The smell of sepsis: Electronic nose measurements improve early recognition of sepsis in the ED

Publication:  T.J. van der Aart, M. Visser, M. van Londen, K.M.H. van de Wetering, Acutelines research group, J.C. Ter Maaten, H.R. Bouma. The smell of sepsis: Electronic nose measurements improve early recognition of sepsis in the ED. The American Journal of Emergency Medicine, Volume 88, February 2025, Pages 126-133

Aim: To investigate whether eNose technology can identify sepsis among patients with suspected infection in the ED

Take home message: eNose measurements can identify sepsis AUC 0.78 (95 % CI: 0.69–0.87) and AUC 0.83 (95 % CI 0.71-0.94) in a validation cohort. eNose technology shows promise as a non-invasive decision support tool for early sepsis detection at the ED bed-side.

Introduction

Early recognition of sepsis is essential for timely initiation of adequate care. However, this is challenging as signs and symptoms may be absent or nonspecific. The cascade of events leading to organ failure in sepsis is characterized by immune-metabolic alterations. Volatile organic compounds (VOCs) are metabolic byproducts released in expired air. We hypothesize that measuring the VOC profile using electronic nose technology (eNose) could improve early recognition of sepsis.

Methods

In this cohort study, bedside eNose measurements were collected prospectively from ED patients with suspected infections. Sepsis diagnosis was retrospectively defined based on Sepsis-3 criteria. Breath analysis was conducted using the SpiroNose®, following a standardized maneuver. eNose sensor data were used in a discriminant analysis to evaluate the predictive performance for early sepsis recognition. The dataset was randomly split into training (67%) and validation (33%) subsets. The derived discriminant function from the training subset was then applied to classify new observations in the validation subset. Model performance was evaluated using receiver operating characteristic (ROC) curves and predictive values.

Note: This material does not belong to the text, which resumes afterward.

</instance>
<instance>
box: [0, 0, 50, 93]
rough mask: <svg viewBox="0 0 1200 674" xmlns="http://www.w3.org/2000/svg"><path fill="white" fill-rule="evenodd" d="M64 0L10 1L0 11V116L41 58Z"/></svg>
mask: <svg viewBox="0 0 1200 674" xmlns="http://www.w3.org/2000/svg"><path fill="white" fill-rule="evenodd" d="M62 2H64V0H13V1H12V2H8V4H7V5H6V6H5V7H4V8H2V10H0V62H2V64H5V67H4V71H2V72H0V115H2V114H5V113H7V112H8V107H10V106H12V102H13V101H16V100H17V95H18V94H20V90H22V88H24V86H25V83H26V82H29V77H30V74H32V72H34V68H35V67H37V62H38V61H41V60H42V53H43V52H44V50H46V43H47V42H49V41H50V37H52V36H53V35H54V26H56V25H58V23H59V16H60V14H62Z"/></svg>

SpiroNose; Breathomix; eNose; Breath Biopsy

Results

A total of 160 eNose measurements were available for analysis. eNose analysis of exhaled breath achieved an area under the ROC (AUROC) of 0.78 (95 % CI: 0.69–0.87) for diagnosing sepsis, with a sensitivity of 72%, specificity of 73%, and an overall accuracy of 73%. Testing this model in an independent cohort resulted in an AUC of 0.83 (95 % CI: 0.71–0.94), sensitivity of 71%, specificity of 83%, and an accuracy of 80%.

Discussion

This study highlights the potential of eNose technology to detect sepsis in patients presenting to the emergency department (ED) with a suspected infection, using bedside VOC measurements. This new diagnostic model outperformed existing sepsis screening tools, suggesting that this approach could significantly improve early sepsis detection in the ED setting. Further research is needed to evaluate the broader applicability of eNose technology across diverse patient populations and clinical environments.